Los pedidos de ayuda gubernamental por desempleo aumentaron a un total desestacionalizado de 366.000, informó el Departamento de Trabajo el jueves. El promedio de cuatro semanas, menos volátil, cayó en 5.500 a 363.750, su nivel más bajo desde finales de marzo.

Las solicitudes han tendido a la baja en los últimos dos meses, indicando que las empresas están despidiendo menos trabajadores y que la contratación se está acelerando. Cuando los pedidos caen de manera regular por debajo de los 375.000, se estima por lo general que la contratación es lo suficientemente fuerte como para reducir la tasa de desempleo.

El descenso en el número de personas que solicitaron ayuda por desempleo también ha sido uno de varios indicadores de que la economía y la contratación se recuperaron en julio después de caer en un bache durante el segundo trimestre.

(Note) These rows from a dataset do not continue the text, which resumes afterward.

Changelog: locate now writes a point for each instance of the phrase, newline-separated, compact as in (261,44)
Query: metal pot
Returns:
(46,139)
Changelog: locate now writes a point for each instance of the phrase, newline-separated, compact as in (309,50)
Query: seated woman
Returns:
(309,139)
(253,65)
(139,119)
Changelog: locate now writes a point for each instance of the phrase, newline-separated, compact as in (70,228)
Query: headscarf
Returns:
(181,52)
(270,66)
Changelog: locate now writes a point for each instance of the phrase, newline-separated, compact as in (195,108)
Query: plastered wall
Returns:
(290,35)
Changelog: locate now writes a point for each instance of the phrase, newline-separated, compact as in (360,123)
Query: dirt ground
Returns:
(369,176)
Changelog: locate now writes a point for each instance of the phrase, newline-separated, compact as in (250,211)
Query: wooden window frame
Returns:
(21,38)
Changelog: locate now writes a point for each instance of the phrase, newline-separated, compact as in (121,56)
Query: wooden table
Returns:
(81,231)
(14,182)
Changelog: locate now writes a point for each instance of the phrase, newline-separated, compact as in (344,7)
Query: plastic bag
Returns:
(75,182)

Los empleadores agregaron 163.000 empleos en julio, la cifra más alta desde febrero. La creación de empleo promedio sólo 73.000 puestos de trabajo por mes de abril a junio, no lo suficiente como para compensar el ritmo de aumento de la población. La tasa de desempleo subió ligeramente a un 8,3%, desde 8,2%.

Los consumidores estadounidenses aumentaron su gasto en julio en la mayor proporción en cinco meses, de acuerdo con el Departamento de Comercio. Eso señala que algunos tienen más confianza en la economía.

Adicionalmente, la producción industrial aumentó en julio por segundo mes consecutivo, según la Reserva Federal. El aumento obedeció especialmente a un salto importante en la producción de autos.